With another crack at Jones, Sutton asked her once again about Garron Ray Turk. “You had your husband out running around over in Brady interviewing people, trying to dig up something on me, that you were going to get me one way or the other, isn’t that right?”
“No, sir, he was looking up information that would benefit my case,” said Genene.
“The best way to benefit it would be to get me out of it?”
“No, sir.”
Sutton took advantage of the opportunity to put Garron on display. “As a matter of fact, the husband we’re talking about”—you could practically hear Sutton snicker, as he turned toward the back of the courtroom—“is this him right here in the light blue suit, [the] blond-headed boy?”
Genene allowed as how it was.
After brief arguments by both sides, the judge decided to leave Jones’s bond at $225,000.
When the hearing was over, reporters rushed to question Sutton. But the prosecutor declined to elaborate on the death plot, citing the judge’s gag order. In fact, Ron Sutton knew virtually nothing more than he had said in court. The information was unsubstantiated, and it had come from Cathy Ferguson.
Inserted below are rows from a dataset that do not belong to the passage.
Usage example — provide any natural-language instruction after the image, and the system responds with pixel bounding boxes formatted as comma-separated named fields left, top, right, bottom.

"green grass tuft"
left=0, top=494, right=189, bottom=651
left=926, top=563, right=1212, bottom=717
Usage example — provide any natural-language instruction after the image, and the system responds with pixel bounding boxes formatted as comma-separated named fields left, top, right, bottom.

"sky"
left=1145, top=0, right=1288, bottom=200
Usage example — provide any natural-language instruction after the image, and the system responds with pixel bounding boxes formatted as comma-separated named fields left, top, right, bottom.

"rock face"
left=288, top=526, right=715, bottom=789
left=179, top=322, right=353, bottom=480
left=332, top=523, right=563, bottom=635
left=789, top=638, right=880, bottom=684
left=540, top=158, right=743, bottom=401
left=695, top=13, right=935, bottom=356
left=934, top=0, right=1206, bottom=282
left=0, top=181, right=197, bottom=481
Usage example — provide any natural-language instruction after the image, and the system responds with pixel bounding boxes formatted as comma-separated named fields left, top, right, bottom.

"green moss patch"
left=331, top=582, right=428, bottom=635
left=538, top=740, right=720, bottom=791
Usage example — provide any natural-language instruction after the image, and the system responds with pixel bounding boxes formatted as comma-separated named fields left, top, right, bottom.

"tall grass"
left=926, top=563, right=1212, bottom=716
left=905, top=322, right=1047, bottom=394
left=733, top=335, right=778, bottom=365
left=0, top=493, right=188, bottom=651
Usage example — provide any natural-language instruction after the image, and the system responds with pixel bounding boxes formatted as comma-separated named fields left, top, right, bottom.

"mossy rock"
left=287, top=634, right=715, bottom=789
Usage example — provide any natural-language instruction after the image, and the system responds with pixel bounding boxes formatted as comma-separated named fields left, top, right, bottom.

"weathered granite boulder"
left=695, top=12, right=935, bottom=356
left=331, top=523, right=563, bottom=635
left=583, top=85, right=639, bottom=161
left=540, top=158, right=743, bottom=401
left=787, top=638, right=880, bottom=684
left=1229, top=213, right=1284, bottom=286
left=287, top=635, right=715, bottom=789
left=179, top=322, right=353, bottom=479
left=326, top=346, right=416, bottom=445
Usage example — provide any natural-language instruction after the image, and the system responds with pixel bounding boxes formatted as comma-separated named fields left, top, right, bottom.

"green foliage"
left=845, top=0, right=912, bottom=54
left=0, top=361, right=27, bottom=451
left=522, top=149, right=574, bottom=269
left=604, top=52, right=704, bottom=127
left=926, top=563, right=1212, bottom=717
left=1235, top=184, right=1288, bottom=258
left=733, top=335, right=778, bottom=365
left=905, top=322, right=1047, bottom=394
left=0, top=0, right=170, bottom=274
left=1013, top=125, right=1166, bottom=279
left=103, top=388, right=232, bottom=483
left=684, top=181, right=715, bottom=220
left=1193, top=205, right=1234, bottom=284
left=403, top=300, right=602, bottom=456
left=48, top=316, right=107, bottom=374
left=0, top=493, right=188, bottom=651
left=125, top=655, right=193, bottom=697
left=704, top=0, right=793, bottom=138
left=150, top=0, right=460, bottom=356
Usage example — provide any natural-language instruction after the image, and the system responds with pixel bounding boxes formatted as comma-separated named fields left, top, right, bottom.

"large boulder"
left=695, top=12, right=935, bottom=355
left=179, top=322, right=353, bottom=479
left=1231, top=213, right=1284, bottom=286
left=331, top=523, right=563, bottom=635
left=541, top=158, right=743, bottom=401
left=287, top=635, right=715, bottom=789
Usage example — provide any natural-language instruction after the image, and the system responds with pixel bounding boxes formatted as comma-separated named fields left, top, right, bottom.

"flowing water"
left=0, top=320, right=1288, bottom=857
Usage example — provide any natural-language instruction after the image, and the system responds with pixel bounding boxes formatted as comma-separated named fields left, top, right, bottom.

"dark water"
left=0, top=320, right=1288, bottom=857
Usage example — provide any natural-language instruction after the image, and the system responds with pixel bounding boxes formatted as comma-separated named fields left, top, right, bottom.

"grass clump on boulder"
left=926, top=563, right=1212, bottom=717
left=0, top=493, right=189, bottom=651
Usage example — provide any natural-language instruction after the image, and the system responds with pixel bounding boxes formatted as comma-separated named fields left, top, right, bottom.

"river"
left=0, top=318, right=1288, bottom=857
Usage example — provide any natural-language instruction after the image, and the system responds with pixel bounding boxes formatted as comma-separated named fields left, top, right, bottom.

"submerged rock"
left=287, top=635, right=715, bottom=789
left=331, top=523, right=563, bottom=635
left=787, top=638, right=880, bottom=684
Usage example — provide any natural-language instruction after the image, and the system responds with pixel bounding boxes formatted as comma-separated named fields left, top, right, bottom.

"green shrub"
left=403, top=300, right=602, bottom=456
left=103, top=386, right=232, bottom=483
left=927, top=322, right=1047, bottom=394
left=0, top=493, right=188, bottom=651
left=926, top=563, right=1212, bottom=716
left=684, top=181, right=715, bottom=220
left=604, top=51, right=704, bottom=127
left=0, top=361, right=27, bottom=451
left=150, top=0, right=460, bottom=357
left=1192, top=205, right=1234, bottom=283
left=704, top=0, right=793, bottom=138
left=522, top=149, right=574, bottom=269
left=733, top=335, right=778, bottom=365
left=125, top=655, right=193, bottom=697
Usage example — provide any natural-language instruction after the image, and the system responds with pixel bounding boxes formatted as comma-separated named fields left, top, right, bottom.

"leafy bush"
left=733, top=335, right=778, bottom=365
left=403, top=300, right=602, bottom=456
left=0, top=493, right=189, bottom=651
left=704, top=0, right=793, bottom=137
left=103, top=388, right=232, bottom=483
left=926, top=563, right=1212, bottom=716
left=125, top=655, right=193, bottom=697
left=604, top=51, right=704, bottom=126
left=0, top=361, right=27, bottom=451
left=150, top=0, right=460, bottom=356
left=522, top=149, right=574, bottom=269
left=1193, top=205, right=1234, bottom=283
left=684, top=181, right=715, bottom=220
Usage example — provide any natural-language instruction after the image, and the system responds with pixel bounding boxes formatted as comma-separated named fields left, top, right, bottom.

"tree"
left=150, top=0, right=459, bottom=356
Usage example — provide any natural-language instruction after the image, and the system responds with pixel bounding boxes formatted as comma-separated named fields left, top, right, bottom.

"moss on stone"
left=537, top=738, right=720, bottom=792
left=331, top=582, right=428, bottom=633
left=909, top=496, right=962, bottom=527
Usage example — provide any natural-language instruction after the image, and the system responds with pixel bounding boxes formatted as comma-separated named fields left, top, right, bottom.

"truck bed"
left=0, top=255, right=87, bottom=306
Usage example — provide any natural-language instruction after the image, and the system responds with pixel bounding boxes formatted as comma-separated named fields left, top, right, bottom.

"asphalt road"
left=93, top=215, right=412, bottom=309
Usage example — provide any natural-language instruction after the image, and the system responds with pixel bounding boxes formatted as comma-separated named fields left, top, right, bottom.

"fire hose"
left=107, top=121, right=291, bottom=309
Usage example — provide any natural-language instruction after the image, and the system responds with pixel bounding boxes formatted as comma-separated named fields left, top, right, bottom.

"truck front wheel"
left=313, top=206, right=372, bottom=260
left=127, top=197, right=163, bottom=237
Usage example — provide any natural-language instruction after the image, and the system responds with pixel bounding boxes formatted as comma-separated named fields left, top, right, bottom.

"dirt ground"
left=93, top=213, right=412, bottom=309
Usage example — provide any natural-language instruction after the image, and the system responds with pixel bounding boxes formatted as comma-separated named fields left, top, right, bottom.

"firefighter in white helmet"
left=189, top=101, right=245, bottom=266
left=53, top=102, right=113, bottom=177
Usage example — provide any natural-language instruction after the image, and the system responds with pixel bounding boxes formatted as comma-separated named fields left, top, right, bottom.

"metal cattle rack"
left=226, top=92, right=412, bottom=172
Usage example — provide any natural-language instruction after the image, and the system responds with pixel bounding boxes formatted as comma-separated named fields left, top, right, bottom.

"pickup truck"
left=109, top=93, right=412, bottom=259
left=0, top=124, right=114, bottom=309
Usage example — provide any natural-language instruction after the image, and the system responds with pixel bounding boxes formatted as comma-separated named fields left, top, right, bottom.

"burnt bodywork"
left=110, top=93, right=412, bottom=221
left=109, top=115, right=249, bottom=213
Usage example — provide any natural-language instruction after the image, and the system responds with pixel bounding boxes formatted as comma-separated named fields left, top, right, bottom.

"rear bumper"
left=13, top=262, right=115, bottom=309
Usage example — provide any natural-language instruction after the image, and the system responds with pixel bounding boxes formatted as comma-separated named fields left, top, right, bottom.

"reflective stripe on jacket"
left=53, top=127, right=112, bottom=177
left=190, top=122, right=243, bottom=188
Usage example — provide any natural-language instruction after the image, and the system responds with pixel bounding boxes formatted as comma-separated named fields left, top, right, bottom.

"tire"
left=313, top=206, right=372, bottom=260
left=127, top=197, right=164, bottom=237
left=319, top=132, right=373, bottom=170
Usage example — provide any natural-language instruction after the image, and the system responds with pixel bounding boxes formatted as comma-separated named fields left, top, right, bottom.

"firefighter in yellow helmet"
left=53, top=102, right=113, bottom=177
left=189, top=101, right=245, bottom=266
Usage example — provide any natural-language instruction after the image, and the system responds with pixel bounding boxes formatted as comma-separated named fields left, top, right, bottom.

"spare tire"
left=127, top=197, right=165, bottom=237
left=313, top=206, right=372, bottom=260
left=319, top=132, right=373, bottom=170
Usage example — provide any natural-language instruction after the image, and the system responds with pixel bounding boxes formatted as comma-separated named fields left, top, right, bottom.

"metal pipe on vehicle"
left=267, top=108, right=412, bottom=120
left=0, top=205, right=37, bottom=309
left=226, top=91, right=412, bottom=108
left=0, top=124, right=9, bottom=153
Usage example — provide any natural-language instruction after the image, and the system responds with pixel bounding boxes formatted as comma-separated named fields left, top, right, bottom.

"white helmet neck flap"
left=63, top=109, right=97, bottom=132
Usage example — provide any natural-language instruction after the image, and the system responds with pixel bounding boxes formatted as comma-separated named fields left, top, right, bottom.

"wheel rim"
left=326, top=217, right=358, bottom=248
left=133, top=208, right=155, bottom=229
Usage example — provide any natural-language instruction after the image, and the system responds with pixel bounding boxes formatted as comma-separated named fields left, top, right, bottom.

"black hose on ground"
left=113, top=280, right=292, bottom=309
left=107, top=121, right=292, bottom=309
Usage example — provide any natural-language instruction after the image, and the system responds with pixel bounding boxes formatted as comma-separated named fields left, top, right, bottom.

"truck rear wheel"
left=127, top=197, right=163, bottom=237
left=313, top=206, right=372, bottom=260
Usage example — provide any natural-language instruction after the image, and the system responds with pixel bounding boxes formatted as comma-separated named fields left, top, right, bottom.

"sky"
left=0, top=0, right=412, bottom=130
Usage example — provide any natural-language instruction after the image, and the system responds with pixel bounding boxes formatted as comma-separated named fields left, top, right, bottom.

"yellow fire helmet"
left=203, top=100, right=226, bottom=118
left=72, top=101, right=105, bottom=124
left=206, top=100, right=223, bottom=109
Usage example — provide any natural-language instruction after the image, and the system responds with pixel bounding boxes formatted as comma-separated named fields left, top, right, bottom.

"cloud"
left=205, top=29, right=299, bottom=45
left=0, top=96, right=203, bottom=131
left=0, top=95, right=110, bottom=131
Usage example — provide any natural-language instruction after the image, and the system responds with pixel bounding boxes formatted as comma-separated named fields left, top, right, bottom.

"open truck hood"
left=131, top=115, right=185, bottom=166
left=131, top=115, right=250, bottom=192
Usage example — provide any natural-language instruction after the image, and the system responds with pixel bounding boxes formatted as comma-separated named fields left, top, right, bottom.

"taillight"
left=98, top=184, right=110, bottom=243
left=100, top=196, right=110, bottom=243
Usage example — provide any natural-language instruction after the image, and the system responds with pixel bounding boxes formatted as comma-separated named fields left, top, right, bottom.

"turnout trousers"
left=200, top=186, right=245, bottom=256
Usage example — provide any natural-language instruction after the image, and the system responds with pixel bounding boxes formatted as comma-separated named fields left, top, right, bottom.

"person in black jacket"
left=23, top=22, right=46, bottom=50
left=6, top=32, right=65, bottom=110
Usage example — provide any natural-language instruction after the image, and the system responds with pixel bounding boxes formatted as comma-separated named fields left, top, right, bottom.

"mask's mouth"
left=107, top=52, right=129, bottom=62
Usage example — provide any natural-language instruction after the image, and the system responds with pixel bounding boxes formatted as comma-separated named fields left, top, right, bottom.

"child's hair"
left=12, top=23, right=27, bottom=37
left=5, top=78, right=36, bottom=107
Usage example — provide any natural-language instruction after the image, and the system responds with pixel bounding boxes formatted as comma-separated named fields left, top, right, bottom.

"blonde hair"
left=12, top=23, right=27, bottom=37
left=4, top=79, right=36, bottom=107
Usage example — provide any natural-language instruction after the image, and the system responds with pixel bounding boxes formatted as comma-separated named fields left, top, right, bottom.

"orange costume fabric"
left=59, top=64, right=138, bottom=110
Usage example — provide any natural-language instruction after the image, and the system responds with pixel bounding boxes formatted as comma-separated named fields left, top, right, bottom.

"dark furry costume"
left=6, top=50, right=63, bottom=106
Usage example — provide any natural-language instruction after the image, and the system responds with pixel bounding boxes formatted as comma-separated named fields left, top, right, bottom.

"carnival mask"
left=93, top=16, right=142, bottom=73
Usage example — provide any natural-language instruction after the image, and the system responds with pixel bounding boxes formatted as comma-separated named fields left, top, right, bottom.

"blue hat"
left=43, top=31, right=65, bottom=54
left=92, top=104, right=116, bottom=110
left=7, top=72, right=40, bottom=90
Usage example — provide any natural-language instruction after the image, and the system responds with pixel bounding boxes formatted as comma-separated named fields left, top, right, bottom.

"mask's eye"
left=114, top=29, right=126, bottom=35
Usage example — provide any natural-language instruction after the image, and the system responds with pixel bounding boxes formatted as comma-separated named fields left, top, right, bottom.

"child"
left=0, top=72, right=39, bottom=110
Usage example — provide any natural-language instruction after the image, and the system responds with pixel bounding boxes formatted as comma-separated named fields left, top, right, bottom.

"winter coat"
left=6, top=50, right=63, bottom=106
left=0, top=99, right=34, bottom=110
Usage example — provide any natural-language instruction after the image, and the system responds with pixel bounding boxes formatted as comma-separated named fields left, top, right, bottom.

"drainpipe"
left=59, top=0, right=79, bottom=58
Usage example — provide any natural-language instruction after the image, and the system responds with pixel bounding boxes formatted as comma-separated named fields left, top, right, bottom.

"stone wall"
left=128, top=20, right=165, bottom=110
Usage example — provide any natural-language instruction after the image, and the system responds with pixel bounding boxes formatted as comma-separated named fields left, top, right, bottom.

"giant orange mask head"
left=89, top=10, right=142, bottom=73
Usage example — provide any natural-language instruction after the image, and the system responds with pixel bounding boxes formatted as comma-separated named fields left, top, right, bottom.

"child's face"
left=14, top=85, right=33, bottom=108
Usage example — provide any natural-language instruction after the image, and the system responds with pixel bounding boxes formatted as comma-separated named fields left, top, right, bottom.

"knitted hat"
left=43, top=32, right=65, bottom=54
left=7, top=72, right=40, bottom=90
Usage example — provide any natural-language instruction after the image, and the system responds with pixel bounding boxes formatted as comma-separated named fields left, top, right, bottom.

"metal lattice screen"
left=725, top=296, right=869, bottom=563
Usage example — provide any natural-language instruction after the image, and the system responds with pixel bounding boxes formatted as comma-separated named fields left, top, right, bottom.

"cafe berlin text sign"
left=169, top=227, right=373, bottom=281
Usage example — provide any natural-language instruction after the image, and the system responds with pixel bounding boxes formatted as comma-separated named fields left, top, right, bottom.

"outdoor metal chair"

Since early June, the befuddling young woman had engaged in a fresh round of conversations with Art Brogley. Ferguson had left San Angelo by bus shortly after Genene’s arrest, then taken up residence with her parents in San Antonio. From there, she called the DA’s investigator almost daily with fresh revelations, each more sensational than the last. Yet she told Brogley that she was afraid to take the stand.
In fact, both Sutton and Millsap doubted that they would ever call Ferguson as a witness. Cathy’s mother had given Brogley an account of her daughter’s troubled past—her history as a runaway, her placement in foster homes, her stints in private and state psychiatric hospitals. Cathy, she said, had a tendency to fantasize. Brogley knew Ferguson probably was useless as a witness, but he was reluctant to dismiss everything she said; too much of it h
ad the ring of truth. One day, Cathy told him that while she was living in San Angelo, Genene had instructed her to have her friend locate someone who would be willing to “bury” Ron Sutton. Brogley had passed the information on to the DA, who had received a similar report from a state social worker who also had spoken to Ferguson. Sutton had revealed the information in open court before the investigator could check it out.
The purported hit man turned out to be a retired San Antonio resident who had once worked at a facility where Ferguson had lived. There was neither evidence of violence in his past nor any indication that he was plotting Sutton’s demise. A few days after Brogley told Sutton of the purported bid to do him in, Cathy was committed to the San Antonio State Hospital for the mentally ill.
Despite its dubious foundation, the murder-plot story had served the useful purpose of helping keep Genene behind bars. Or so Ron Sutton thought. Just hours after the bond hearing was over, the DA received a call from the Kerr County jail. Genene Jones’s family had posted the $225,000 bond she said she could not afford. The Death Nurse had been set free.
Twenty-Five
It was Genene Jones’s mother who had come to her rescue. At the time she fled Kerrville, Genene had warned Gladys that there might be trouble. But nothing could prepare her for this. At seventy-two, Gladys Jones was in failing health, stooped from a hard life, and wheezy from bad lungs. Breathing problems had forced her into the hospital only a few months earlier. Now she required intermittent mist treatments to ward off bronchial spasms; the medication she was taking had left her face moon-shaped and puffy.